I know Haskell a little bit, and I wonder if it\'s possible to write something like a matrix-matrix product in Haskell that is all of the following:
There are two angles to attack this problem on.
Research, along these lines, is ongoing. Now, there are plenty of Haskell programmers who are smarter than me; a fact I am constantly reminded of and humbled by. One of them may come by and correct me, but I don't know of any simple way to compose safe Haskell primitives into a top-of-the-line matrix multiplication routine. Those papers that you talk about sound like a good start.
However, I'm not a computer science researcher. I wonder if it's possible to keep simple things simple in Haskell.
If you cite those papers, maybe we could help decipher them.
Software engineering, along these lines, is well-understood, straightforward, and even easy. A savvy Haskell coder would use a thin wrapper around BLAS, or look for such a wrapper in Hackage.
Deciphering cutting-edge research is an ongoing process that shifts knowledge from the researchers to the engineers. It was a computer science researcher, C.A.R. Hoare, who first discovered quicksort and published a paper about it. Today, it is a rare computer science graduate who can't personally implement quicksort from memory (at least, those that graduated recently).
Almost this exact question has been asked in history a few times before.
Is it possible to write matrix arithmetic in Fortran that is as fast as assembly?
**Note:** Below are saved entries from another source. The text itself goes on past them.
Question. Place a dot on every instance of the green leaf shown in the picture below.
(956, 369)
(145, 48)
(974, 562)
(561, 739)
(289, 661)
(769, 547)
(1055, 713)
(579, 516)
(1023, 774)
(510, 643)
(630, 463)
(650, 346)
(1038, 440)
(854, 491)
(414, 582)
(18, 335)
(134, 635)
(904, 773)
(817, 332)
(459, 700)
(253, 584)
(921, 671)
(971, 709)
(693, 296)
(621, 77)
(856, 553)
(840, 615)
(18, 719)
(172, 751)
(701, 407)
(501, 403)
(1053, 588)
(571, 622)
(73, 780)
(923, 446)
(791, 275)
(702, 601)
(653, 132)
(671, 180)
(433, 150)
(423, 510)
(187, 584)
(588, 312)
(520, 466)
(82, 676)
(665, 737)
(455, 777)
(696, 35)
Is it possible to write matrix arithmetic in C that is as fast as Fortran?
Is it possible to write matrix arithmetic in Java that is as fast as C?
Is it possible to write matrix arithmetic in Haskell that is as fast as Java?
So far, the answer has always been, "not yet", followed by "close enough". The advances that make this possible come from improvements in writing code, improvements to compilers, and improvements in the programming language itself.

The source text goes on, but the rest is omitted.